I was speechless. I stopped eating, and just looked up without knowing what to say.

Throughout my childhood, my mom had frequently put me to sleep reading Fairytales with princesses, dragons and castles. However, I could not remember ever seeing a castle in my continent.

When I first wrote the Spanish version of the blog, I actually thought there were no castles in America (read continent). But then, some of my readers verified there are several castles in different parts of Peru, Colombia, Mexico and Venezuela.

Nevertheless, I still insist that those castles hardly resemble real castles, like the ones that we see in storybooks, with thin towers, thick bridges, protecting walls, etc…

Taking advantage of the fact I was living in Spain, I took a bus to Segovia to visit a real castle.

Even though my blue prince was not waiting for me inside the castle, I had the opportunity to walk over cobblestones eroded by the royalty, and then by millions of tourists who came before me.

I decided to visit the castle during lunchtime so I could enjoy every corner of it without needing to fight against tourist masses.

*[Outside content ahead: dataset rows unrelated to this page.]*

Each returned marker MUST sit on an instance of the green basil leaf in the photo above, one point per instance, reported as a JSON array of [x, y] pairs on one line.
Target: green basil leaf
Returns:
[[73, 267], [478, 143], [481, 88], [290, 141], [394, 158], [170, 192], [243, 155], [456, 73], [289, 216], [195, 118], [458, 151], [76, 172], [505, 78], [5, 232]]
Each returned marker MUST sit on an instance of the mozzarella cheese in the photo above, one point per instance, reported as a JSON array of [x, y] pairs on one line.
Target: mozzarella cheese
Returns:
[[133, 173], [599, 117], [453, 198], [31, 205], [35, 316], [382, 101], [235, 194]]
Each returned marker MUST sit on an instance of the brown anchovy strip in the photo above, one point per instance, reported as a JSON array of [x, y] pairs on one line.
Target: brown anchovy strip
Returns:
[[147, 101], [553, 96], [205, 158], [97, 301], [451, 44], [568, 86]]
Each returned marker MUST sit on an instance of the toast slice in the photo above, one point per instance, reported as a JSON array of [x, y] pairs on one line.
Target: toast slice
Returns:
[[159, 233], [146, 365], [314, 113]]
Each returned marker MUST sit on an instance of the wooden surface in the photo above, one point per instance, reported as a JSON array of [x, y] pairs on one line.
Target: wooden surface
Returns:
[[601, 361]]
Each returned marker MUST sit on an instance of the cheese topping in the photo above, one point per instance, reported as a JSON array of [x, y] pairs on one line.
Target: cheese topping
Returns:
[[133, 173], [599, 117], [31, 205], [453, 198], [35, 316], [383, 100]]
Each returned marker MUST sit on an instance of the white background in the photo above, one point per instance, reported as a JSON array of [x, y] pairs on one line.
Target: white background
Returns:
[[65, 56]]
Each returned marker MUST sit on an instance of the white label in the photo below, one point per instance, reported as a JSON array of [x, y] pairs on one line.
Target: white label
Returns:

I took a long and careful look at the collectio of armors with curious curved feet that make you wonder if noblemen really walked and fought with such heavy and uncomfortable looking suits, or if these armors were simply decorative statues that some imaginative person then decided to include in myths and legends.

I also looked at the detailed decorations that covered the metal suits: some where full-body metal armors, other only covered half the body; some were plain while others had intricate motives carved into the chest and hands’ area.

I also climbed up the thin and claustrophobic stairs to the terrace where the wind messed up my hair, and obliged me to feel free. I stayed there for a while enjoying the view, extending the fantasy of beign inside a castle until my stomach’s growling became unbearable. It was already 4:30 p.m. andif I did not hurry my way down, I wasn´t going to find a place open where I could have lunch.